Chet Wisniewski had a question. He wanted to know how secure some of the knockoff smart devices he’d seen at Fry’s Electronics actually were. Wisniewski is the head security researcher at Sophos, a cybersecurity company, so finding out the answers to questions like that is all in a day’s work.
Wisniewski filled his Fry’s shopping cart up with smart devices that each cost a fraction of what he would have paid if he’d assembled a quality smart home system, paid, and lugged them all home. What he discovered was jaw-dropping. Wisniewski didn’t even have to hack any hardware to worm his way onto his network through the cheapo smart gadgets. The software, riddled with vulnerable, outdated code, was all he needed. It took him under an hour.
We’ve written extensively about how easy it is for hackers to turn apps into multimillion-dollar scams. We’ve also documented scary cases where criminals hijack physical infrastructure in heists that make the crippling Colonial Pipeline ransomware attack read like backpage news.
Hacks targeting smart home apps would lie somewhere in between. Using poorly secured software as a backdoor, hackers could theoretically gain control of our homes’ hardware from afar — even our connected home security systems. A backdoor through our apps would also expose any data on any of our connected devices (phones, laptops, and tablets) to theft and worse.

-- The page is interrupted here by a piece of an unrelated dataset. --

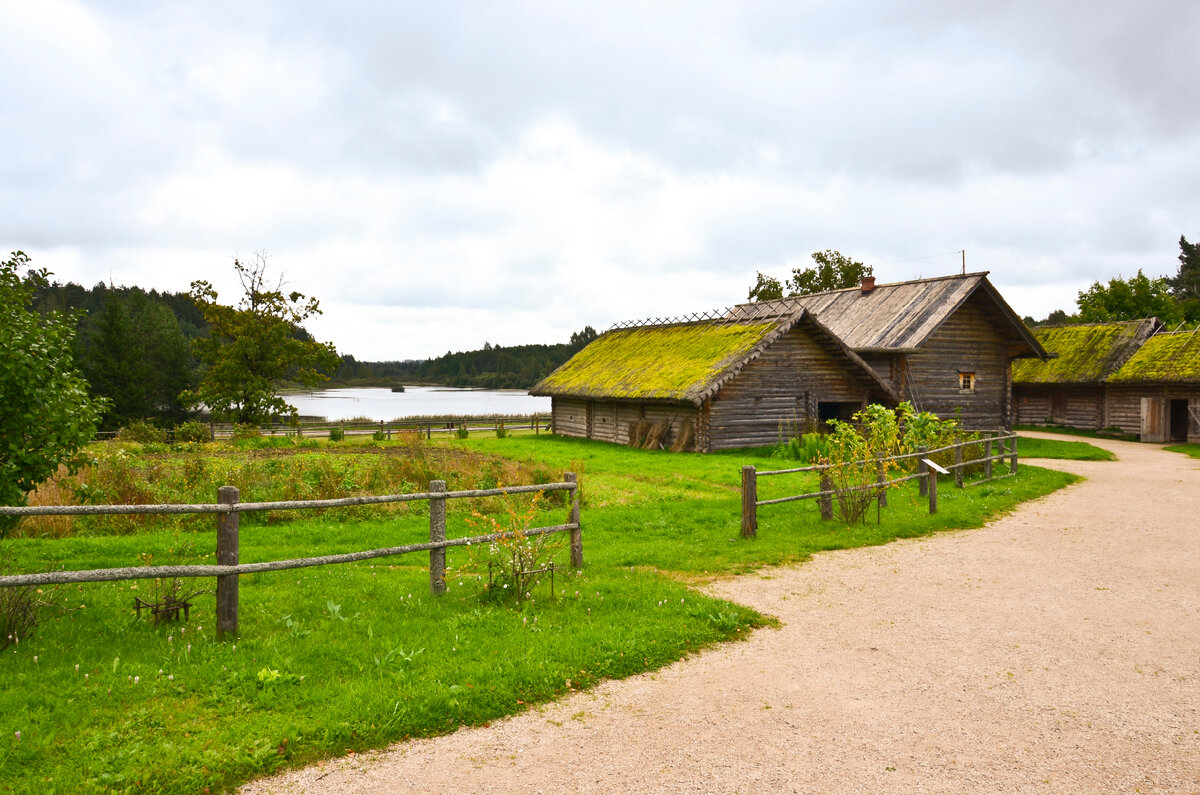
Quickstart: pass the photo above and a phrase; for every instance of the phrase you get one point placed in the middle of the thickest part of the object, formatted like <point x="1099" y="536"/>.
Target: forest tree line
<point x="136" y="350"/>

To sum up Wisniewski’s research: Cheap may be OK when you’re buying a T-shirt, but when you’re automating your home, it’s a huge risk.
How to stop this from happening to you: There’s a reason that top-rated smart devices make our best-of lists, and it’s not just because they look great in our homes. Like best-in-class home security systems, best-in-class smart products take security seriously, software included. This isn’t the case with any off-brand product you find on the shelves at Walmart. Your best defense against a lousy app riddled with dangerous security holes is to invest in well-made products that are constantly updated.
Did You Know? Nearly 80 percent of U.S. households reported owning at least one smart device in 2021.